I have a project that has an apache beam pipeline with dependencies set up in such a way that I have to use version 0.20.0-beta of PubSub. This pipeline runs all the time (is unbounded).
[+] The problem: The PubSub message is being repeated every 30 minutes or so.
[+] What I've tried: I've read many solutions that mention how the Dataflow runner has checkpoints in which the acknowledgement happens. I've also read that using a PTransform such as GroupByKey would Ack those messages faster. So I've tried windowing, triggering and grouping by key but I still get the message repeated from PubSub.
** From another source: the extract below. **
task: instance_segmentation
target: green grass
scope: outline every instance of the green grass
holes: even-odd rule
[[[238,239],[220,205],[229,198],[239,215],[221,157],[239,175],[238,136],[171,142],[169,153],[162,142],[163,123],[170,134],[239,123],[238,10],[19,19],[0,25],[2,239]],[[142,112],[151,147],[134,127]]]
[+] Question(s): What am I doing wrong? Why is the message not being Acked? (If I'm understanding correctly, it won't get acked until the end of the pipeline executes?? but my pipeline takes a loooong time, how to ack early?)
Is this a 'version' bug specific to 0.20.0-beta or should I be able to use PubsubIO.Reader with windowing and triggering in order to ack earlier?
[+] Code:
the window time is 10 seconds, the PubSub ack deadline is 60 seconds.
.apply("Listen_To_PubSub", PubsubIO.readStrings().fromSubscription(subscription))
.apply("Windowing", Window.<String> into(window).triggering(AfterProcessingTime.pastFirstElementInPane().plusDelayOf(timeLimit)).withAllowedLateness(Duration.ZERO).discardingFiredPanes())
.apply("DeleteFromBQ", ParDo.of(new DeleteFromBQ()))
.apply("Mapping", ParDo.of(new Mapping()))
.apply("GroupByKey", GroupByKey.<String,String>create())
.apply("Acknowledge", ParDo.of(new Grouped()))
.apply("DoSomething1", ParDo.of(new DoSomething1()))
.apply("Flatten_Iterable", Flatten.iterables())
.apply("DoSomething2", ParDo.of(new DoSomething2()))
.apply("DoSomething3", ParDo.of(new DoSomething3()))
.apply("DoSomething4", ParDo.of(new DoSomething4()))
.apply("Write_To_BigQuery", BigQueryIO.writeTableRows()
.to(output)
.withSchema(schema)
.withCreateDisposition(BigQueryIO.Write.CreateDisposition.CREATE_NEVER)
.withWriteDisposition(BigQueryIO.Write.WriteDisposition.WRITE_APPEND)
);
Thanks in advance! Any input is appreciated.